Habida cuenta del contexto en el que está integrado el artículo 23, apartado 1, del Reglamento y la finalidad que persigue, propongo al Tribunal de Justicia que responda a la primera cuestión prejudicial planteada por el Oberlandesgericht Düsseldorf (Tribunal regional superior de Düsseldorf) del siguiente modo:
«1)
El artículo 23, apartado 1, primera frase, del Reglamento (CE) no 207/2009 del Consejo, de 26 de febrero de 2009, sobre la marca comunitaria no se opone a que el titular de una licencia que no está inscrita en el registro de marcas comunitarias ejercite una acción por violación de una marca comunitaria.
2)
Dado que solo se ha planteado en caso de que se responda afirmativamente a la primera cuestión prejudicial, no procede responder a la segunda cuestión prejudicial.»

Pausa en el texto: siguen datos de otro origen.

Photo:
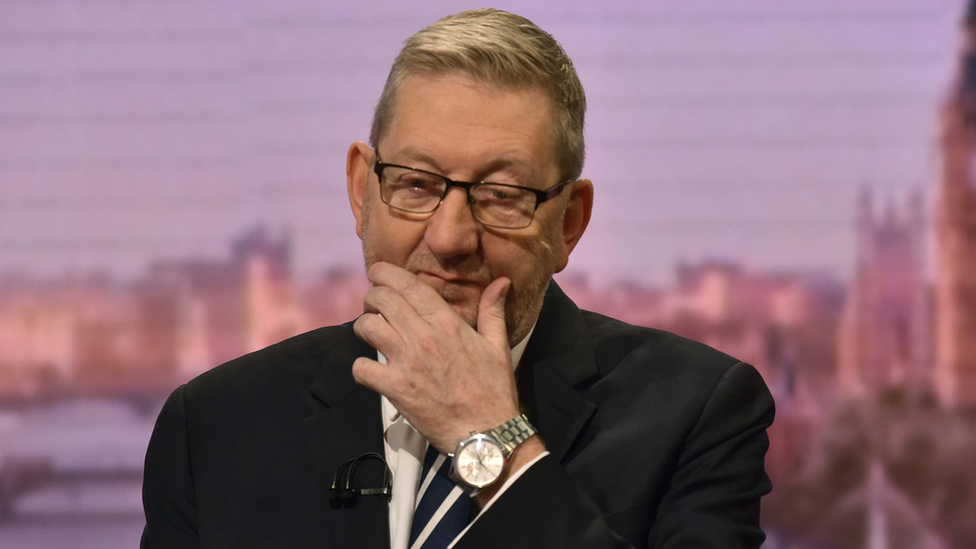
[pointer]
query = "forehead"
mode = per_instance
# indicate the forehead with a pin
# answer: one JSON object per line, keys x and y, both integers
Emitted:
{"x": 464, "y": 123}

( 1 ) Lengua original: francés.
( 2 ) DO L 78, p. 1; en lo sucesivo, «Reglamento».
( 3 ) Véanse, en particular, las sentencias Yaesu Europe (C‑433/08, EU:C:2009:750), apartado 24; Brain Products (C‑219/11, EU:C:2012:742), apartado 13; Koushkaki (C‑84/12, EU:C:2013:862), apartado 34, y Lanigan (C‑237/15 PPU, EU:C:2015:474), apartado 35.
( 4 ) La cursiva es mía.
( 5 ) La cursiva es mía.
( 6 ) Véase el artículo 17, apartado 5, del Reglamento para la cesión, el artículo 19, apartado 2, para la garantía y otros derechos reales, y el artículo 22, apartado 5, para la licencia.
( 7 ) Este requisito no es absoluto en sí mismo, dado que el artículo 22, apartado 3, segunda frase, del Reglamento no 207/2009 prevé que «el titular de una licencia exclusiva podrá ejercitar tal acción cuando el titular de la marca, habiendo sido requerido, no haya ejercido por sí mismo la acción por violación dentro de un plazo apropiado».